Canada says border won't fully reopen until 75% vaccinated

The restrictions, which exclude trade in goods, are now due to expire on July 21, 2021. PHOTO: REUTERS

OTTAWA (BLOOMBERG) - The Canadian government announced a loosening of Covid-19 travel restrictions for fully vaccinated people amid warnings that a return to a completely open border will take awhile longer.

Fully vaccinated Canadians and residents will exempt from the mandatory three-day hotel stay as well as a 14-day quarantine requirement on arrival to the country, Prime Minister Justin Trudeau's government said in a statement on Monday (June 21). Travellers will still need to have tested negative for Covid-19 before their trip, and take a second test at the border.

The move - effective July 5 - is a first, incremental step to ease restrictions amid mounting impatience for the government to reopen the border between the United States and Canada. A fuller reopening will not happen until 75 per cent of Canadians are fully vaccinated, Canada's border chief said on Sunday.

The world's longest undefended border has been closed to most travel since March 2020. On Friday, the government extended the restrictions until at least July 21.

"We haven't reached the finish line, and the finish line is when a significant majority of Canadians, approximately 75 per cent, are fully vaccinated," Public Safety Minister Bill Blair told the Canadian Broadcasting Corp on Sunday.

At present, less than a fifth of Canadians have received two shots, according to data compiled by CTV News.

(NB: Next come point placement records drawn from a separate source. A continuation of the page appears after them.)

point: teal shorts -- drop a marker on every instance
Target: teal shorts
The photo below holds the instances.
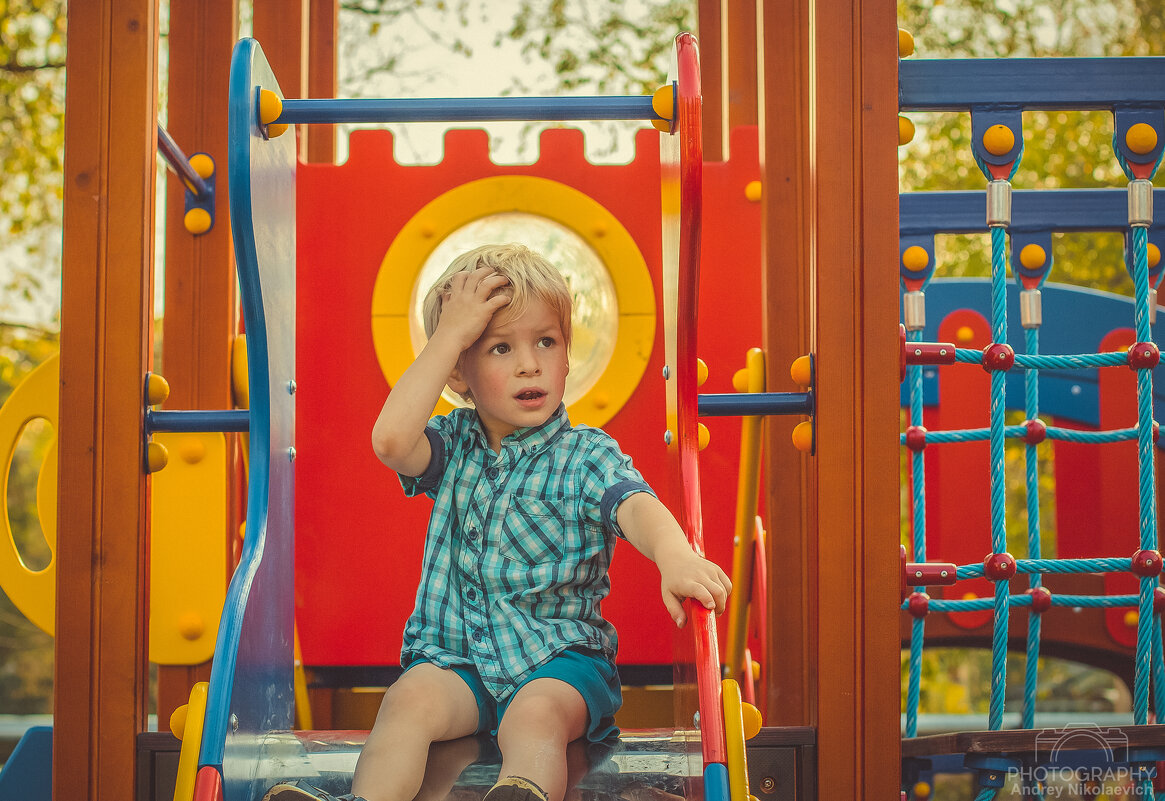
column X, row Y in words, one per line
column 590, row 673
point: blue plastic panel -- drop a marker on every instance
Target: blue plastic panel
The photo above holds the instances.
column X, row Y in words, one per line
column 251, row 690
column 958, row 84
column 1075, row 320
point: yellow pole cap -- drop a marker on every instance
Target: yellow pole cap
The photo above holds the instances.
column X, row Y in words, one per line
column 905, row 43
column 802, row 370
column 270, row 106
column 156, row 456
column 157, row 389
column 197, row 221
column 905, row 129
column 753, row 721
column 202, row 164
column 178, row 721
column 1141, row 139
column 803, row 437
column 998, row 140
column 1032, row 256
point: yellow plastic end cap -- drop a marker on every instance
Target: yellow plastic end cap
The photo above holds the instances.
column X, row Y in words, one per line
column 1141, row 139
column 663, row 103
column 905, row 129
column 905, row 43
column 202, row 164
column 156, row 456
column 270, row 106
column 803, row 437
column 197, row 221
column 916, row 259
column 157, row 389
column 178, row 721
column 753, row 721
column 998, row 140
column 1032, row 256
column 800, row 370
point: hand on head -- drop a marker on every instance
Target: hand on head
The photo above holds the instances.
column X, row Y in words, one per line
column 470, row 303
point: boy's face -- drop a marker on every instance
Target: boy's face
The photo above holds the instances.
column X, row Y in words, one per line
column 516, row 370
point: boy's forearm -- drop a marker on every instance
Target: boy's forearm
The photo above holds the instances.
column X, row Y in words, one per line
column 410, row 403
column 650, row 527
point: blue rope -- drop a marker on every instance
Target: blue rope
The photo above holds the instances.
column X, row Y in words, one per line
column 1031, row 487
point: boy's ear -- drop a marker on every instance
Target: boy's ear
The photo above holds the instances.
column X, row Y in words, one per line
column 457, row 383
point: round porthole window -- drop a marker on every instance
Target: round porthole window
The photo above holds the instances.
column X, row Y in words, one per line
column 614, row 304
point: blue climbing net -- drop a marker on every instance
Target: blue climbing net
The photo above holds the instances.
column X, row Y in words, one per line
column 1150, row 666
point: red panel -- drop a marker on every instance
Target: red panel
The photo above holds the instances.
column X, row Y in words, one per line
column 958, row 475
column 359, row 540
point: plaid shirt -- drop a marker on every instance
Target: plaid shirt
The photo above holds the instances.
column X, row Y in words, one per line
column 519, row 545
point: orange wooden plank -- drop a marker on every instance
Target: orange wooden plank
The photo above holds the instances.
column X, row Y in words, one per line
column 788, row 211
column 100, row 679
column 322, row 79
column 856, row 491
column 199, row 270
column 710, row 27
column 281, row 28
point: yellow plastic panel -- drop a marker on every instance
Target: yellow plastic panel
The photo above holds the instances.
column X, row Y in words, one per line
column 188, row 548
column 32, row 592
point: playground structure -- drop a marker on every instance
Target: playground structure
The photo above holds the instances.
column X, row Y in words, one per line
column 820, row 231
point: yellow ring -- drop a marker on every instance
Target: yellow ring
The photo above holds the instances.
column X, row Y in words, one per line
column 429, row 227
column 32, row 592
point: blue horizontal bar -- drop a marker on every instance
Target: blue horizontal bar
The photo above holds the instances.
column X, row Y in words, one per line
column 1031, row 211
column 958, row 84
column 743, row 404
column 226, row 419
column 467, row 110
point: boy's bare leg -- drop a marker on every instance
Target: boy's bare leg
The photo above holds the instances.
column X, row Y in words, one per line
column 425, row 704
column 539, row 722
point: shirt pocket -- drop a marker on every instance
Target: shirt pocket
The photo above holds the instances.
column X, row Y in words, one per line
column 534, row 530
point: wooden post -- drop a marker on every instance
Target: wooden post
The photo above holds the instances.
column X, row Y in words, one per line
column 788, row 252
column 281, row 28
column 855, row 240
column 322, row 83
column 100, row 674
column 199, row 270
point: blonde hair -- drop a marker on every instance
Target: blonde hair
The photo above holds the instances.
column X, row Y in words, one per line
column 529, row 274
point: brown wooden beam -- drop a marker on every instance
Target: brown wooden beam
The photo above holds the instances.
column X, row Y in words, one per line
column 199, row 270
column 100, row 672
column 854, row 107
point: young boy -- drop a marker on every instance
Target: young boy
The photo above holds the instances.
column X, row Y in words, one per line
column 507, row 636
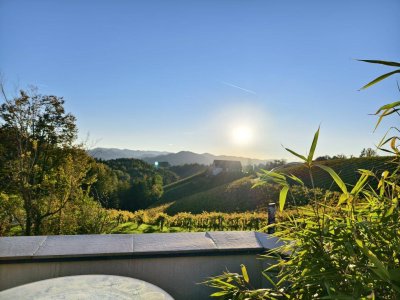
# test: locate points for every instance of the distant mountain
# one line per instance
(114, 153)
(187, 157)
(175, 159)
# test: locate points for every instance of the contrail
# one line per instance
(238, 87)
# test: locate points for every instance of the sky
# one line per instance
(225, 77)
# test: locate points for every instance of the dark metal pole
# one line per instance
(271, 217)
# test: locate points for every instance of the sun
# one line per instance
(242, 135)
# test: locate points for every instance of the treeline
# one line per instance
(48, 182)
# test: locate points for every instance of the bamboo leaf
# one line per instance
(313, 146)
(390, 105)
(219, 294)
(381, 62)
(244, 273)
(296, 154)
(296, 179)
(380, 78)
(282, 197)
(335, 177)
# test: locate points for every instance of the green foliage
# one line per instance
(349, 249)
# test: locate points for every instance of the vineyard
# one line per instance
(153, 221)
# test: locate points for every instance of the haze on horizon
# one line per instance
(224, 77)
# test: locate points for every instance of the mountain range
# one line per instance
(174, 159)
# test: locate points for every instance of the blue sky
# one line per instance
(184, 75)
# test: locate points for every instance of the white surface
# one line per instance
(87, 287)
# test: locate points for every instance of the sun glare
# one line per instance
(242, 135)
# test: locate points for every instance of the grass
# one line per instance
(346, 168)
(131, 227)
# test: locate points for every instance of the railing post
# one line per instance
(271, 217)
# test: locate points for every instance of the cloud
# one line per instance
(238, 87)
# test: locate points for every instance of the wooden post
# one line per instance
(271, 217)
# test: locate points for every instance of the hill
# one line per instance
(175, 159)
(200, 192)
(114, 153)
(187, 157)
(346, 168)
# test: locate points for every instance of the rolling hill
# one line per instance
(115, 153)
(201, 192)
(175, 159)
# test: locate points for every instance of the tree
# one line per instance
(368, 152)
(41, 165)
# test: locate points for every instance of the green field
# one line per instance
(234, 193)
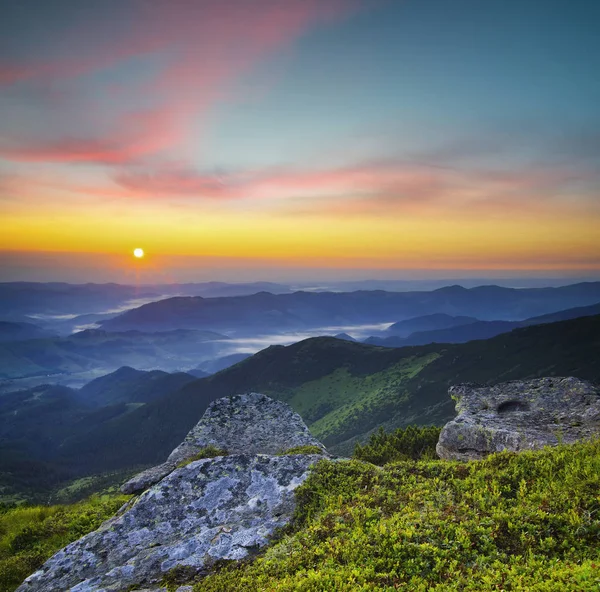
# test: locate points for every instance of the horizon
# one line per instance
(329, 138)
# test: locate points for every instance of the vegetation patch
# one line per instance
(206, 452)
(342, 404)
(308, 449)
(520, 522)
(29, 535)
(410, 443)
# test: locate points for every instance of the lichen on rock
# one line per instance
(250, 423)
(519, 415)
(212, 509)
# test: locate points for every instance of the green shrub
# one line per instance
(519, 522)
(31, 534)
(206, 452)
(307, 449)
(412, 442)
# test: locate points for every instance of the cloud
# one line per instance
(195, 50)
(372, 189)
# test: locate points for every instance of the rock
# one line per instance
(210, 509)
(519, 415)
(243, 424)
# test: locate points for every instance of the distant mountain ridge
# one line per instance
(343, 390)
(469, 331)
(94, 348)
(18, 331)
(300, 310)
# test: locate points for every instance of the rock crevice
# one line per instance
(519, 415)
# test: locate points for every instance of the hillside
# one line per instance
(20, 331)
(344, 390)
(265, 312)
(36, 423)
(431, 322)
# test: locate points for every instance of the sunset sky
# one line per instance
(238, 138)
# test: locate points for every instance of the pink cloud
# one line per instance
(200, 48)
(366, 189)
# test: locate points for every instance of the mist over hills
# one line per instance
(342, 389)
(469, 330)
(264, 312)
(98, 349)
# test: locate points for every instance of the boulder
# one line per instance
(519, 415)
(243, 424)
(222, 508)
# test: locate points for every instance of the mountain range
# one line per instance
(95, 349)
(447, 329)
(343, 390)
(265, 312)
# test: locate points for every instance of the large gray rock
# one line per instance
(519, 415)
(211, 509)
(243, 424)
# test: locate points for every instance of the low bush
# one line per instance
(31, 534)
(519, 522)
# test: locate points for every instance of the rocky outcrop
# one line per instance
(243, 424)
(210, 509)
(519, 415)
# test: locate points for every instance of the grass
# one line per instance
(29, 535)
(520, 522)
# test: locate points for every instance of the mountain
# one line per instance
(97, 349)
(36, 423)
(345, 337)
(344, 390)
(480, 329)
(57, 298)
(428, 323)
(212, 366)
(53, 301)
(19, 331)
(127, 385)
(264, 312)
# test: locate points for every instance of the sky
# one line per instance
(271, 139)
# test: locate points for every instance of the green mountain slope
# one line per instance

The border restrictions have kept families apart, blocked tourists and students, and hampered the world's largest bilateral trading relationship. While trucks and trains continued to move goods, Canada's tourism and travel-related businesses lost an estimated C$20 billion (S$22 billion) in revenue last year, according to one estimate.

The new measures announced on Monday will help primarily Canadians living in the US come home without the added costs and burden associated with the full quarantine. It could also expedite entry for new immigrants and non-permanent residents like students.

Travellers will still need to quarantine until they receive the results of the second test. The new rules don't apply to tourists, and non-residents and partially vaccinated Canadians will still need to do the full quarantine.

Airlines, tour operators and other businesses on both sides of the border have been pleading for a more comprehensive reopening plan, with the vital summer season about to begin, and Canada's go-slow approach is causing frustration.

Mr Blair's announcement on Friday that Canada would extend the border restrictions was met with some unusually blunt language from Mr Brian Higgins, a New York Democrat who represents a border district.

Canada prioritised giving first doses to as many people as possible before moving on to second doses amid a shortage in vaccine supplies. As a result, some 66 per cent of Canadians have received one shot, but only 18 per cent have had two, the CTV data show. By contrast, about 45 per cent of Americans have had two doses, according to the Bloomberg Vaccine Tracker.

Despite its cautious stance, Mr Trudeau's government had approved a travel exemption for National Hockey League teams earlier this month for the final rounds of championship play-offs.

But last week, the head coach of the Montreal Canadiens tested positive in Las Vegas after travelling while only partially vaccinated, according to a statement from the NHL.

Canada is expecting the delivery of 68 million doses by the end of July that should be enough to fully vaccinate the eligible population. Asked if that might allow Canada to reopen the border by the end of August, Mr Blair said while he did not want to get ahead of the country's public health agency, he was hopeful.

"Clearly, as those vaccines arrive and as Canadians continue to get in those lines and get vaccines into their arms, we're really optimistic that we can meet that threshold of 75 per cent," he said.